Wilson studied at an Oxford University college in England but did not graduate. She founded the small nonprofit Transit Riders Union in 2011 and has led campaigns for better public transportation, higher minimum wages, stronger renter protections and more affordable housing. She herself is a renter, living in a one-bedroom apartment in the city’s Capitol Hill neighborhood, and says that has shaped her understanding of Seattle’s affordability crisis.

Wilson criticized Harrell as doing too little to provide more shelter and said his encampment sweeps have been cosmetic, merely pushing unhoused people around the city. Wilson also painted him as a City Hall fixture who bore responsibility for the status quo.

Harrell, 67, played on the Rose Bowl champion University of Washington football team in 1978 before going to law school.
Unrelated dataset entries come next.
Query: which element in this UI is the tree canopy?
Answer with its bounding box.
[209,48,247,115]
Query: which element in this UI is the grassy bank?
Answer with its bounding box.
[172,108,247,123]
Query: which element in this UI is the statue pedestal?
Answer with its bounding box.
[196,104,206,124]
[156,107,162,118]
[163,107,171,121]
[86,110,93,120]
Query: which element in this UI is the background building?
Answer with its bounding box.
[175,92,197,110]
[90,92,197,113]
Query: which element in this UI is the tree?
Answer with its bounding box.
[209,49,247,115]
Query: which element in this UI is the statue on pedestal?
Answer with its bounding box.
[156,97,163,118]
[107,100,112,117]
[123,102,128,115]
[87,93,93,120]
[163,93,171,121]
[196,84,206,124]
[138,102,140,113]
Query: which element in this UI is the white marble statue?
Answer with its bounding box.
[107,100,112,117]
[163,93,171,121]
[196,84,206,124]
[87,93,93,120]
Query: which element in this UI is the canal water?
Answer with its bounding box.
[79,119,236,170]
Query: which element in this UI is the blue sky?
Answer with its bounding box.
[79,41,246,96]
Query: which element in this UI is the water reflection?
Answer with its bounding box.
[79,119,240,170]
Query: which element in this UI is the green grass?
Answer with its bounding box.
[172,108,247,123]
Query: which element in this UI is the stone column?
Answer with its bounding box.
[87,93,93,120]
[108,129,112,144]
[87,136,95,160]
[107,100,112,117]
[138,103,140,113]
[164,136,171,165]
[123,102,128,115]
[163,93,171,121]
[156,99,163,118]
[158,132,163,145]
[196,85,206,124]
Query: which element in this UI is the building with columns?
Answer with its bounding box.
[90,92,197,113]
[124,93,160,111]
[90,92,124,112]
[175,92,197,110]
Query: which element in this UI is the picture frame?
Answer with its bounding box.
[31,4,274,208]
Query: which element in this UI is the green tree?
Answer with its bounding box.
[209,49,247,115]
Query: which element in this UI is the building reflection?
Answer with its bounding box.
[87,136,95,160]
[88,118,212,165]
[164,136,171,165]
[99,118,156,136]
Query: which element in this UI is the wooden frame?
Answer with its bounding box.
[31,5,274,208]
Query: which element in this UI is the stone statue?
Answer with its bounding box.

His father, who was Black, came to Seattle from the segregated Jim Crow South, and his mother, a Japanese American, was incarcerated at an internment camp in Minidoka, Idaho, during World War II after officials seized her family’s Seattle flower shop — experiences that fostered his understanding of the importance of civil rights and inclusivity.

Both candidates touted plans for affordable housing, combating crime and attempting to Trump-proof the city, which receives about $150 million a year in federal funding. Both want to protect Seattle’s sanctuary city status.

Wilson has proposed a city-level capital gains tax to help offset federal funding the city might lose and to pay for housing. Harrell says that idea is ineffective because a city capital gains tax could easily be avoided by those who would be required to pay it.

Johnson writes for the Associated Press.